Friday, November 11, 2011

Debt Help: Gambling Debt Relief

By John Roney


The debt statistics in the United States are frightening. Most Americans are aware of their own problems, but not how deeply in debt the whole country is right now. Many don't know that the average citizen with a credit file is some $16,000 in unsecured debt. That doesn't count mortgages, car loans or debts that have collateral attached to them. Knowing this number alone, it becomes easier to understand why consumers are seeking debt help and why banks are receiving record numbers of requests for debt consolidation loans.

It is hard for the individual to even relate to the Federal Reserve's figures that put consumer debt in the trillions of dollars. Any amount that can't be paid each month is overwhelming enough to the average person. In reality, consumer try hard to keep their credit debt in check. Statistics show that only 8.3% carry more than $9,000 on credit cards, but whether the consumer owes that much or much less, if payments are late or can't be made, they need and seek help with credit card debt.

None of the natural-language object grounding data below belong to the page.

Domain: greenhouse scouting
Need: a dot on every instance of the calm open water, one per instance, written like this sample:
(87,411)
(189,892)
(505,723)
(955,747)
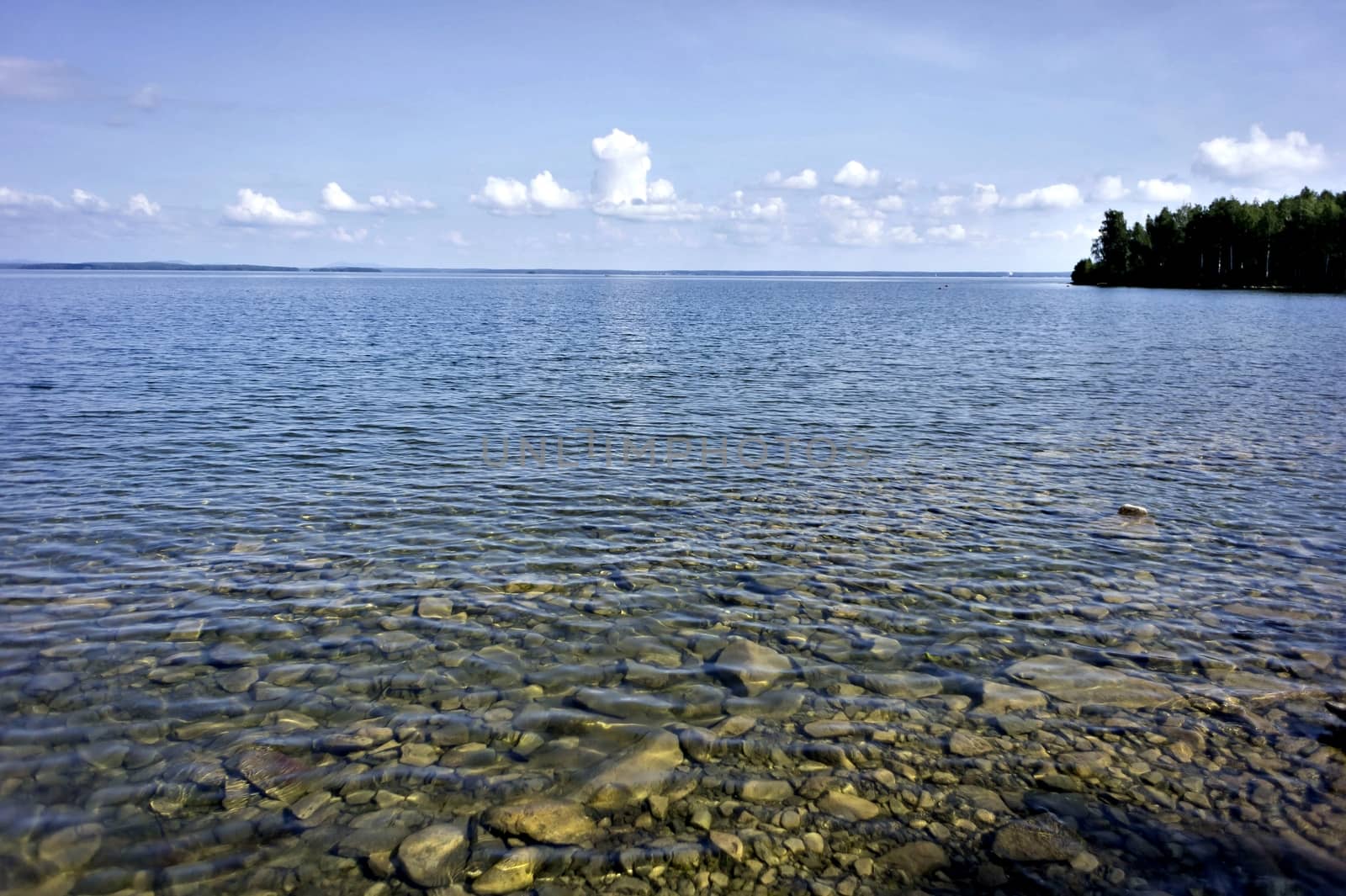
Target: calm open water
(273,622)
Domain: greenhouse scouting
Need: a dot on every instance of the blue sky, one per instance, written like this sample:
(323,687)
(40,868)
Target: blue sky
(621,135)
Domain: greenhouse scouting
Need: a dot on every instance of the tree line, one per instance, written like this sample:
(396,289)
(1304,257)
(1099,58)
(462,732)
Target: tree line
(1296,242)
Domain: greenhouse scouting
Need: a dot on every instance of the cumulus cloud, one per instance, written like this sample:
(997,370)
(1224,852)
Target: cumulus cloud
(1259,156)
(854,224)
(545,194)
(147,98)
(15,202)
(946,233)
(807,179)
(341,235)
(661,190)
(259,210)
(984,197)
(838,206)
(44,80)
(739,209)
(336,199)
(85,201)
(855,175)
(1078,231)
(623,164)
(540,197)
(1158,190)
(502,197)
(140,206)
(946,206)
(1058,195)
(1110,188)
(623,188)
(400,202)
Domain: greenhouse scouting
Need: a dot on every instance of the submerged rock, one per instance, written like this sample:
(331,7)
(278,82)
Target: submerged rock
(998,698)
(511,872)
(1042,839)
(544,821)
(843,805)
(434,856)
(275,774)
(964,745)
(917,860)
(1080,682)
(905,685)
(749,667)
(637,772)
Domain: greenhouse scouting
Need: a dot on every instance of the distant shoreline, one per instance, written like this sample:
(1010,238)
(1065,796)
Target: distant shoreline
(105,267)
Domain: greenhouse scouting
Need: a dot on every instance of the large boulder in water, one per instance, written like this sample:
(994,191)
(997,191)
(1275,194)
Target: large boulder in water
(750,667)
(1078,682)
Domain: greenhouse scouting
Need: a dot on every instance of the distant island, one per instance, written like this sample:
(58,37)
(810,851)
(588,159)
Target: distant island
(529,272)
(1296,242)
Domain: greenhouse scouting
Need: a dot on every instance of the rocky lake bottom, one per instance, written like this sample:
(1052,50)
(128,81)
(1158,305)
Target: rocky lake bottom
(269,630)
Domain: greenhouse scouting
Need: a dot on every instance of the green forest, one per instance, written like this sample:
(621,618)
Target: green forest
(1296,242)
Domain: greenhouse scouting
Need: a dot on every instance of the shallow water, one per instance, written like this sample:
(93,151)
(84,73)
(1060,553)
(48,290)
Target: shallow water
(271,600)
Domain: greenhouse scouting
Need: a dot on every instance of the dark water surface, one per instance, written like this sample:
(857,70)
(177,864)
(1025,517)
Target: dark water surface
(269,622)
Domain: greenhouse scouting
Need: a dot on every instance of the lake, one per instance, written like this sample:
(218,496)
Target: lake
(659,584)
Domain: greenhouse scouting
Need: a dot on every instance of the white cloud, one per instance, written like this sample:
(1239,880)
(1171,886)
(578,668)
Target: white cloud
(255,209)
(545,194)
(984,197)
(1078,231)
(37,78)
(771,209)
(540,197)
(139,204)
(15,204)
(856,231)
(623,163)
(1058,195)
(1158,190)
(85,201)
(946,206)
(946,233)
(661,191)
(502,197)
(653,210)
(341,235)
(621,188)
(1110,188)
(147,98)
(400,202)
(855,175)
(852,224)
(838,206)
(336,199)
(807,179)
(1259,156)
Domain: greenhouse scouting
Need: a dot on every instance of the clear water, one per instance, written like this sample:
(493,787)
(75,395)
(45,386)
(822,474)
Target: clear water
(228,498)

Responsibility for the debt after the card holder's death can also come into play if you have a financial relationship with the deceased- for example, you are actually listed on the card account as a co-signer. Finally, in the event that the deceased has assets, they will be placed in the estate until everything is settled. The credit card companies have the option to make claims upon that estate in order to be compensated for the credit card debt.

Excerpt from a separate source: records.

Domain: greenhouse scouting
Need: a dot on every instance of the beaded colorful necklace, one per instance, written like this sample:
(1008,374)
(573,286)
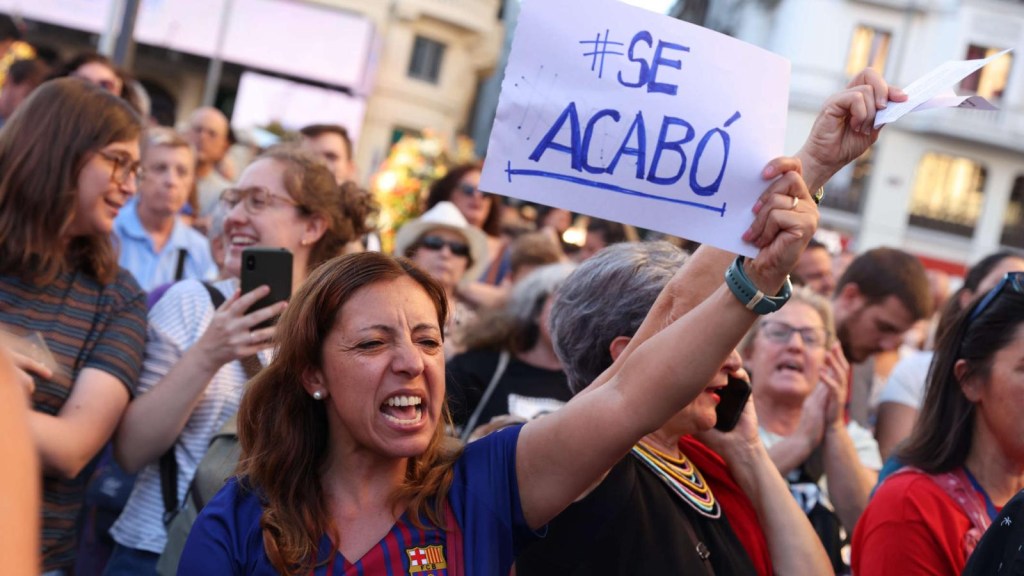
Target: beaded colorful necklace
(682,477)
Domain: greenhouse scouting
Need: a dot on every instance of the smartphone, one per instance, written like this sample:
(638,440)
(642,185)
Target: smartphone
(270,266)
(734,397)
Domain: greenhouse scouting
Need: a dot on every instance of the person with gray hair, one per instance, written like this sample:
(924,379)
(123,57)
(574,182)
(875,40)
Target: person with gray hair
(609,296)
(510,368)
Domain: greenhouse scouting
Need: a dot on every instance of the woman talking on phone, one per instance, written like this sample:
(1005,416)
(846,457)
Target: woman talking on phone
(199,356)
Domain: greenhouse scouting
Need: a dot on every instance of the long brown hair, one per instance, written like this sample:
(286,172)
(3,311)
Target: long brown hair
(345,207)
(442,190)
(43,149)
(281,427)
(942,437)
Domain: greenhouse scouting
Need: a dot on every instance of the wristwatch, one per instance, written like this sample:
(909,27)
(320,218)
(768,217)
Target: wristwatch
(750,295)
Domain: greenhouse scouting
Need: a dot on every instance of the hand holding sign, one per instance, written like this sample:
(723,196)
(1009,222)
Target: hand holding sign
(843,129)
(617,113)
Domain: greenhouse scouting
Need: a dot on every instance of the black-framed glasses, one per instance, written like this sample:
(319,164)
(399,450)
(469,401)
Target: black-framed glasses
(436,243)
(255,199)
(124,169)
(1013,281)
(780,332)
(469,190)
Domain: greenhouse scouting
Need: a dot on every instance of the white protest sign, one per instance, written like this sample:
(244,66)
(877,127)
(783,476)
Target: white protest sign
(934,90)
(614,112)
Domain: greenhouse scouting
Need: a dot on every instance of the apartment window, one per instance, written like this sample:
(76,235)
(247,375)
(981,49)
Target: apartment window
(991,80)
(426,62)
(947,194)
(1013,224)
(847,189)
(868,48)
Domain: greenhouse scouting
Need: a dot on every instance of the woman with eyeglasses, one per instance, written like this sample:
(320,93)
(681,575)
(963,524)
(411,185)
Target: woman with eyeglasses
(194,372)
(965,458)
(486,287)
(100,71)
(69,157)
(451,250)
(799,380)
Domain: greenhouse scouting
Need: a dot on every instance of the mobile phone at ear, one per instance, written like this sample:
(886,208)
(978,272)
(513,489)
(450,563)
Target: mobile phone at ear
(733,400)
(270,266)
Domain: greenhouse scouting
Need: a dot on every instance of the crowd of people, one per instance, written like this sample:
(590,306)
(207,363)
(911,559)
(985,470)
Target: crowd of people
(485,399)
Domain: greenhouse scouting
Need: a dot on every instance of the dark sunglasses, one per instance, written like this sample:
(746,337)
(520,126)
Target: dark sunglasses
(436,243)
(1013,281)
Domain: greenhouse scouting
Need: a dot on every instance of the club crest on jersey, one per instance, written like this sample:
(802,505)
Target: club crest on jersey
(428,561)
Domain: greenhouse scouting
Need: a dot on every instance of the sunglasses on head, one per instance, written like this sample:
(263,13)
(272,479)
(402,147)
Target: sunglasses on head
(1013,281)
(436,243)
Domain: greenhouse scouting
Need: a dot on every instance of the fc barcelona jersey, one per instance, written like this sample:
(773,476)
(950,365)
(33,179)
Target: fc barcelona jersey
(486,528)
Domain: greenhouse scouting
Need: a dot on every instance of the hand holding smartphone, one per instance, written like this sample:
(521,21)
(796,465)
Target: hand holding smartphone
(733,400)
(270,266)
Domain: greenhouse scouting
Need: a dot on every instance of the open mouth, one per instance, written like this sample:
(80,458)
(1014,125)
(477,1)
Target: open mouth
(402,410)
(242,241)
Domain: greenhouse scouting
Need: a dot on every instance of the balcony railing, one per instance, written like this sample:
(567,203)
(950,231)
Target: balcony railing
(475,15)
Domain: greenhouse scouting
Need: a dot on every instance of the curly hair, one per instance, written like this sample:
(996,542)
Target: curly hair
(281,427)
(345,207)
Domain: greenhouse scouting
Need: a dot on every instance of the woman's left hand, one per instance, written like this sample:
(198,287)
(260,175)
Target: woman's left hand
(785,218)
(835,375)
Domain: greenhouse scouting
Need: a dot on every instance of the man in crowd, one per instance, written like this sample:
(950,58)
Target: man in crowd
(814,270)
(208,133)
(331,142)
(880,296)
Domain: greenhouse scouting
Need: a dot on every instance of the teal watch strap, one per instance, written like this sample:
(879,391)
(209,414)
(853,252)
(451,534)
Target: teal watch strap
(748,293)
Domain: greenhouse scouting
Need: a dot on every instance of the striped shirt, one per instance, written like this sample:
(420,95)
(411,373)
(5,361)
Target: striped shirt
(176,323)
(85,325)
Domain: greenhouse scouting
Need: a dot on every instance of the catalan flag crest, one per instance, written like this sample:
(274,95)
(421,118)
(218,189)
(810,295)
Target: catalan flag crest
(427,562)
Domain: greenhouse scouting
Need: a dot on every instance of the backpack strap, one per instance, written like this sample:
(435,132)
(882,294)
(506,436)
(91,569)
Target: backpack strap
(958,488)
(168,461)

Because most people have not dealt with such severe debt before, the two most common solutions that come to an uninformed mind are bankruptcy or getting a debt consolidation loan to pay off balances with. The problem with either solution is that each brings new and even more serious issues along with its remedy. Going to a bank and arranging a consolidation loan is not that hard if the consumer has plenty of equity in a house or owns other property outright. They will get their loan but don't stop to realize that they may be getting themselves far deeper in debt and creating more financial problems than they ever imagined. First of all, a debt consolidation loan does not reduce debt, and two, the consumer has just turned unsecured debt - from credit cards - into secured debt. All too many don't understand this until they miss payments, and receive a foreclosure notice in the mail.

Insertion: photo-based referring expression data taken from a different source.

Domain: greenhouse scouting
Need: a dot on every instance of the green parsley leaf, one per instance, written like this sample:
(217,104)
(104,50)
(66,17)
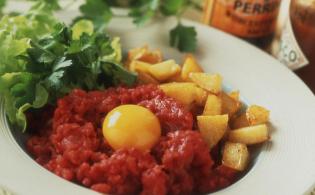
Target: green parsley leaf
(98,11)
(144,11)
(173,7)
(184,38)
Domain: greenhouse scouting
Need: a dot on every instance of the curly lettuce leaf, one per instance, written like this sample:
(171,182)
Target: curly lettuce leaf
(184,38)
(97,11)
(21,92)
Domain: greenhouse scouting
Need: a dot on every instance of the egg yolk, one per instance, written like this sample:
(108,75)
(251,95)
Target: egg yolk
(130,126)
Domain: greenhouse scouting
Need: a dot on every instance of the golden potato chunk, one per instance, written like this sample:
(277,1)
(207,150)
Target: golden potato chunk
(212,128)
(164,70)
(213,105)
(235,156)
(209,82)
(257,115)
(187,93)
(144,78)
(145,55)
(229,105)
(190,65)
(235,95)
(249,135)
(254,115)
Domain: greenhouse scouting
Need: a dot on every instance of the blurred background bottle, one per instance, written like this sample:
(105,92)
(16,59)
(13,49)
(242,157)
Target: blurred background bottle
(252,20)
(297,42)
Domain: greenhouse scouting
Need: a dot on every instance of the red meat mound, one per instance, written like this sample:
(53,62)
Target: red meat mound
(72,146)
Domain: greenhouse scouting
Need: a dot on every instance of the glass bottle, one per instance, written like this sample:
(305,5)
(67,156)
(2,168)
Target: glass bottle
(251,20)
(297,45)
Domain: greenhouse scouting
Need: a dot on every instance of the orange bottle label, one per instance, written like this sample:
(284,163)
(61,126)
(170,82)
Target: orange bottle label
(243,18)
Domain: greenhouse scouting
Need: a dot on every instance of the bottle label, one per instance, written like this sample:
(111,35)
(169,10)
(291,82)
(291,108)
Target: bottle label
(290,52)
(243,18)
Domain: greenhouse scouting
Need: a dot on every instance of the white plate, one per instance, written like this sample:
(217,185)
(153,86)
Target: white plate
(285,166)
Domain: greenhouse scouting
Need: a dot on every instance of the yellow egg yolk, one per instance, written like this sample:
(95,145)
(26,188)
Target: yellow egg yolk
(131,126)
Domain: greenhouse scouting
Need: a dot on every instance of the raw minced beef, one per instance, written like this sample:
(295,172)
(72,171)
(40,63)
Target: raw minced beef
(73,147)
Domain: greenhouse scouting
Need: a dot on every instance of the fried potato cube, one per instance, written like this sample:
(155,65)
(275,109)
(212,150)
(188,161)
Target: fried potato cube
(235,95)
(254,115)
(257,115)
(164,70)
(187,93)
(190,65)
(213,105)
(136,53)
(235,156)
(209,82)
(229,105)
(138,66)
(212,128)
(145,78)
(249,135)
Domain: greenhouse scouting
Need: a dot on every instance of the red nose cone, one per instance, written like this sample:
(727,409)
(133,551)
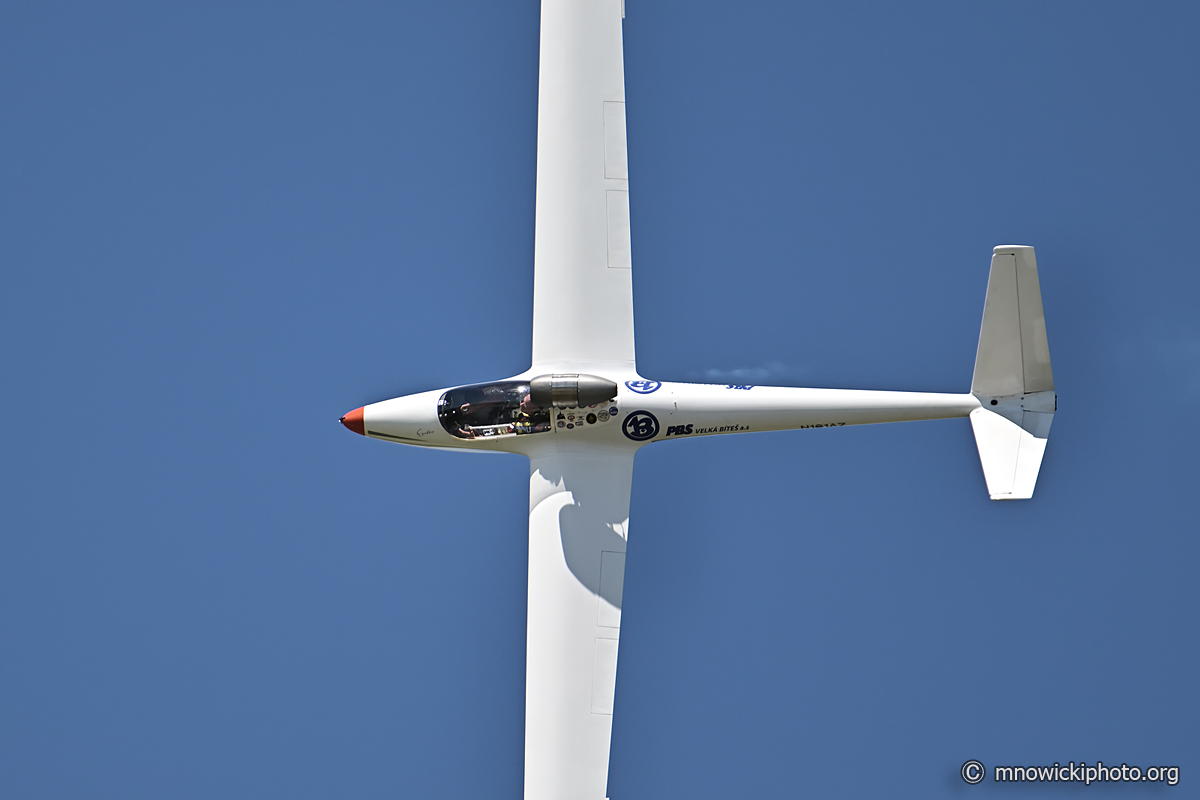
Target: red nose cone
(354,422)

A secured loan is all about what the borrower promises to give the lender as proof that the debt will be repaid. It may seem reasonable today to put up a house against such a loan, but the unforeseen can happen. Job loss, major illness, divorce or any other number of things can effect future income, and thus the payments. Credit card debt is unsecured. There is no hard asset promised if there is a default on the loan, and there's absolutely no reason to trade one for another in hopes of getting debt relief. Especially when there are other forms of debt help like debt settlement or debt management that both work without a loan and work to actually reduce the total amount of debt owed.